Nel dopoguerra, a Milano, furono numerosi i casi di campi e squadre intitolati a caduti per la libertà e a Niguarda furono intitolate appunto a Spreafico un campo e la squadra che vi giocava, Avevo quindi incontrato questo nome (e conservata l’immagine della casa) nel corso della mia ricerca sui campi e sulle squadre della Milano d’una volta, ricerca che, di evento in evento, di storia in storia, mi fece conoscere Niguarda come quartiere molto attivo della Resistenza e di Niguarda incontrare o ritrovare persone che per essa si sacrificarono.

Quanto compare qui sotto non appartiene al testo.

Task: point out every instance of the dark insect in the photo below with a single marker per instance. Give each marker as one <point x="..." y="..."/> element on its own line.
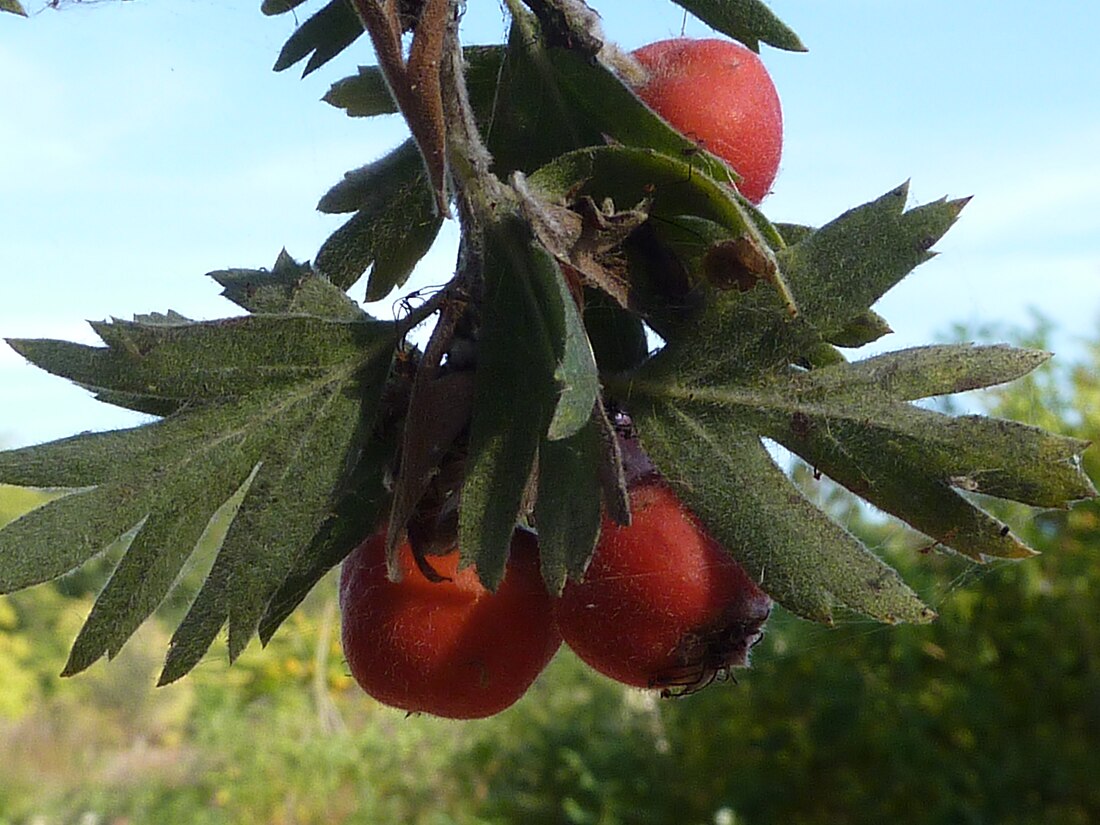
<point x="710" y="657"/>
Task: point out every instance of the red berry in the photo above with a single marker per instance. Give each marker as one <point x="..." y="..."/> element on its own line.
<point x="661" y="604"/>
<point x="719" y="94"/>
<point x="450" y="648"/>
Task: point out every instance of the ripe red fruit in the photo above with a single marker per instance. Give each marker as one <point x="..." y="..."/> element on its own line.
<point x="719" y="94"/>
<point x="661" y="604"/>
<point x="450" y="648"/>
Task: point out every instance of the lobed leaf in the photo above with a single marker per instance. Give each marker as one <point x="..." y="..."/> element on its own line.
<point x="922" y="372"/>
<point x="803" y="559"/>
<point x="839" y="271"/>
<point x="276" y="459"/>
<point x="355" y="516"/>
<point x="279" y="7"/>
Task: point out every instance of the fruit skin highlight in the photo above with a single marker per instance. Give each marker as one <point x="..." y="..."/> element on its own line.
<point x="719" y="94"/>
<point x="661" y="605"/>
<point x="450" y="648"/>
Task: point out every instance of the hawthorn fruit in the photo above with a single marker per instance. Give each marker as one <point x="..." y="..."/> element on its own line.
<point x="661" y="605"/>
<point x="719" y="94"/>
<point x="443" y="644"/>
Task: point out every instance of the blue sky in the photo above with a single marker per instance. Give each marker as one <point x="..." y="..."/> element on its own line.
<point x="143" y="144"/>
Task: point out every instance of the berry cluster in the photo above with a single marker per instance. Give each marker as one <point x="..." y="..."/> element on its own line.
<point x="661" y="605"/>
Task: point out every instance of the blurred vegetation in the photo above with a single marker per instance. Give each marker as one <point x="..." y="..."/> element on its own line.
<point x="990" y="715"/>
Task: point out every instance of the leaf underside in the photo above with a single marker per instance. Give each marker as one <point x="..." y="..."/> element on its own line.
<point x="277" y="431"/>
<point x="265" y="436"/>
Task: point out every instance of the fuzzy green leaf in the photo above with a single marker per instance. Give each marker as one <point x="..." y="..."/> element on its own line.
<point x="279" y="7"/>
<point x="568" y="508"/>
<point x="364" y="95"/>
<point x="839" y="271"/>
<point x="862" y="329"/>
<point x="576" y="372"/>
<point x="321" y="37"/>
<point x="165" y="366"/>
<point x="803" y="559"/>
<point x="749" y="21"/>
<point x="287" y="288"/>
<point x="284" y="449"/>
<point x="523" y="341"/>
<point x="834" y="275"/>
<point x="394" y="226"/>
<point x="851" y="422"/>
<point x="355" y="516"/>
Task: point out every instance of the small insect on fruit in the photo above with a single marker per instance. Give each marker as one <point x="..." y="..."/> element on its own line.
<point x="719" y="95"/>
<point x="450" y="648"/>
<point x="661" y="605"/>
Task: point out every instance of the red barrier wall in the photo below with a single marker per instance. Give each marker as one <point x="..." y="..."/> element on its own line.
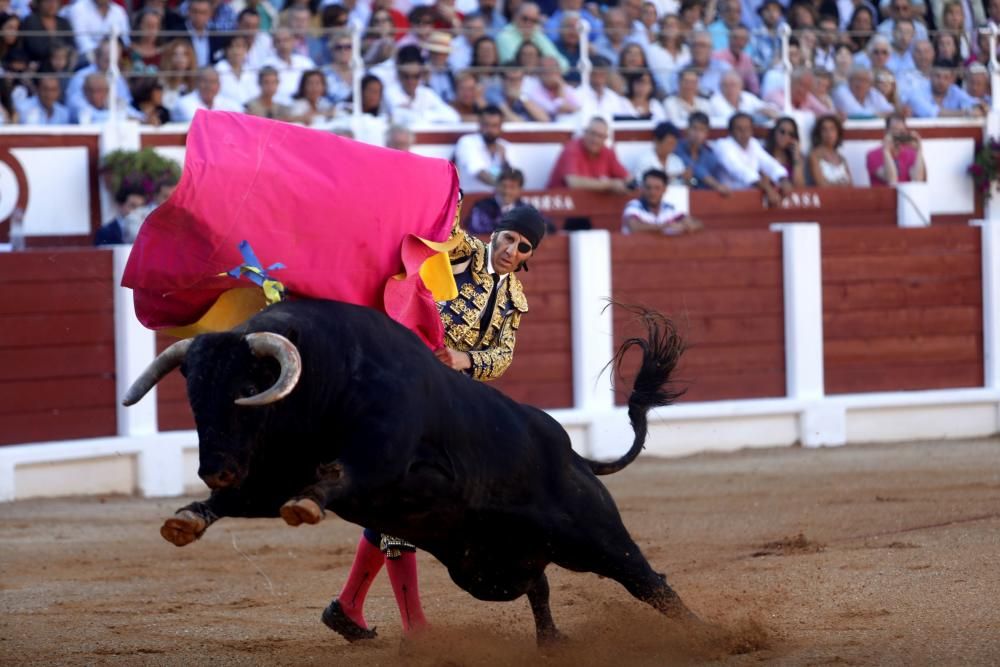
<point x="902" y="309"/>
<point x="57" y="348"/>
<point x="725" y="292"/>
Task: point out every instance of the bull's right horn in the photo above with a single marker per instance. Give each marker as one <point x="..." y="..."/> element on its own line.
<point x="268" y="344"/>
<point x="167" y="361"/>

Una di queste persone fu la “Partigiana Lia”, la cui storia mi aveva particolarmente colpito per il fatto che fu uccisa mentre era in stato di gravidanza avanzata e proprio il giorno prima della Liberazione. Ne avevo appreso sulle pagine del libro “Giovanni Pesce “Visone” il comunista che fece l’Italia”, dove Pesce, raccontando dell’insurrezione di Milano, ne parla così:
Il primo caduto fu una bella figura di combattente, Gina Bianca Galeotti, “Lia”, figlia di contadini di Suzzara, incinta di otto mesi, raggiunta da una raffica di mitra dei nazisti in fuga dalla città. “Lia” era stata una delle maggiori responsabili dei Gruppi di Difesa della Donna ed un’instancabile collaboratrice della nostra causa. Una volta terminato il suo lavoro in via Filodrammatici, con la sua macchina da scrivere componeva i testi de “l’Unità” clandestina che in quel tempo veniva stampata a Vaprio d’Adda. La sua ingiusta morte fu per noi un colpo durissimo.

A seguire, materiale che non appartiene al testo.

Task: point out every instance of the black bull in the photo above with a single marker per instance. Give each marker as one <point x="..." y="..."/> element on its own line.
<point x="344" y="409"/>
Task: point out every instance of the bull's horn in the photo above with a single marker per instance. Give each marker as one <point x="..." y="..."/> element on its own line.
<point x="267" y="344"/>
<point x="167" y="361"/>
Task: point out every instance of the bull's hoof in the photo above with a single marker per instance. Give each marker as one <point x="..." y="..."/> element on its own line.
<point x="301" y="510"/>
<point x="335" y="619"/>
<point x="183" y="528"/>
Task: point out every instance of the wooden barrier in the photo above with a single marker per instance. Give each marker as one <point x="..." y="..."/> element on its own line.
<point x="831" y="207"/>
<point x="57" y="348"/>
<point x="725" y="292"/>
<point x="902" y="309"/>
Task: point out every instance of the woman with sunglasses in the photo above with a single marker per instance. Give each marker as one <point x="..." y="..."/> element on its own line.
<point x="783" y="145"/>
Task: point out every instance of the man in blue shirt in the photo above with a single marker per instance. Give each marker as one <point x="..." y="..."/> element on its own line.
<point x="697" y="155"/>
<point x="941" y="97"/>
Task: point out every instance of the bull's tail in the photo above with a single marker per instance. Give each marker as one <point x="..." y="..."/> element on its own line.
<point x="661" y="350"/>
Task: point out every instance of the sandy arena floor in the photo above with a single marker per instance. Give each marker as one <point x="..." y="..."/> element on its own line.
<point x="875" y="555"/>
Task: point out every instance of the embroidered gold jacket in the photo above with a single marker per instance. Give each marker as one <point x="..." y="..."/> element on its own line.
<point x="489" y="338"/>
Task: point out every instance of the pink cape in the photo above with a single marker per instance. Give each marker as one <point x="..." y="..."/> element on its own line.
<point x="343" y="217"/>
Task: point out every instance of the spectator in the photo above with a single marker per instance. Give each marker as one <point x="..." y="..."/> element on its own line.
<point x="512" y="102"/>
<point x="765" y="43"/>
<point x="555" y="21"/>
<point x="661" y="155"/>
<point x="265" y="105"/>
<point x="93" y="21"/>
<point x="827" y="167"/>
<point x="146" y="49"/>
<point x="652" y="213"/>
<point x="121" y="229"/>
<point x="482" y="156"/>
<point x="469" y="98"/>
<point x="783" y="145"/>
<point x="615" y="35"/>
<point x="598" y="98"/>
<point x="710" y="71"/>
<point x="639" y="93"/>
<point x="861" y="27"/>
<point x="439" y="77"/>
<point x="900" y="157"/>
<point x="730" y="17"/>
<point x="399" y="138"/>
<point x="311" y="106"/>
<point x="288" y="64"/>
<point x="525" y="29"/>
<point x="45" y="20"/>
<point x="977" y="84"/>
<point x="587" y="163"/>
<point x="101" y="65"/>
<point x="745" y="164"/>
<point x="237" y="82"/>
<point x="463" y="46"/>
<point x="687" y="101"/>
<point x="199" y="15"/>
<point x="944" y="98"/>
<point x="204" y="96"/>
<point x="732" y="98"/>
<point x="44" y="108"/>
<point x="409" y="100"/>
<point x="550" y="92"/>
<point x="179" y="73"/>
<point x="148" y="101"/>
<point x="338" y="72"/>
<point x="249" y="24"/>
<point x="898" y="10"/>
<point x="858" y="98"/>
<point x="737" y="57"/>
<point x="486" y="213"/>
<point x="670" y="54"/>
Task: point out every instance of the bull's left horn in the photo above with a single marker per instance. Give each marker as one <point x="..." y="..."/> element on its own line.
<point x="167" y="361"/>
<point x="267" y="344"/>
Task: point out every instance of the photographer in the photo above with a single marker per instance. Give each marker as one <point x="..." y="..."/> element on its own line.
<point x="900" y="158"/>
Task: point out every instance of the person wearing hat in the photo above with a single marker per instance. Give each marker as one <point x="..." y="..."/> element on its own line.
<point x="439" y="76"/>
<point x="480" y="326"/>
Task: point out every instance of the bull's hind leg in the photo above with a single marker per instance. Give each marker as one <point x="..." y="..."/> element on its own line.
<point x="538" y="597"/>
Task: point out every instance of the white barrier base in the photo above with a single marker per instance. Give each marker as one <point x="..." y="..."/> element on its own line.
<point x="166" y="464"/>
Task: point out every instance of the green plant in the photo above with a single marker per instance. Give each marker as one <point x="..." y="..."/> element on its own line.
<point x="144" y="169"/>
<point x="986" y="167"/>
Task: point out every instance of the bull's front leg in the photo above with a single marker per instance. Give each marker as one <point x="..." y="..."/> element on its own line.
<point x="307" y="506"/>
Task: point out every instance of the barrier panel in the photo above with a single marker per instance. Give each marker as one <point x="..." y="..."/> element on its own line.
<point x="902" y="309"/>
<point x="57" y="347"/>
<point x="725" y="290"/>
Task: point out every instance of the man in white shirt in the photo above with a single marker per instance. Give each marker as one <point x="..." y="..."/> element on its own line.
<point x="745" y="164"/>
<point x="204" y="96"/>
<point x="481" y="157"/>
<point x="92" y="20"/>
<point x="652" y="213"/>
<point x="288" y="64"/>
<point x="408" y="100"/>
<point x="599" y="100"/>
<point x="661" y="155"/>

Ed entrato in teatro, appresi che la sala era dedicata proprio a lei, a Gina Galeotti Bianchi, e che in quella sala si erano tenute, dal 1943 al 1945, le riunioni clandestine delle donne antifasciste milanesi: evidentemente simbolica, quindi, la scelta del luogo ove effettuare la rappresentazione delle “Giovinette”, in sintonia con la sfida che esse avevano tentato dieci anni prima, resistendo al regime.
I luoghi della memoria sono ovunque e, almeno fino a quando ci saranno lasciati, ci parleranno sempre di quelli che furono e di quelli che avremmo voluto essere.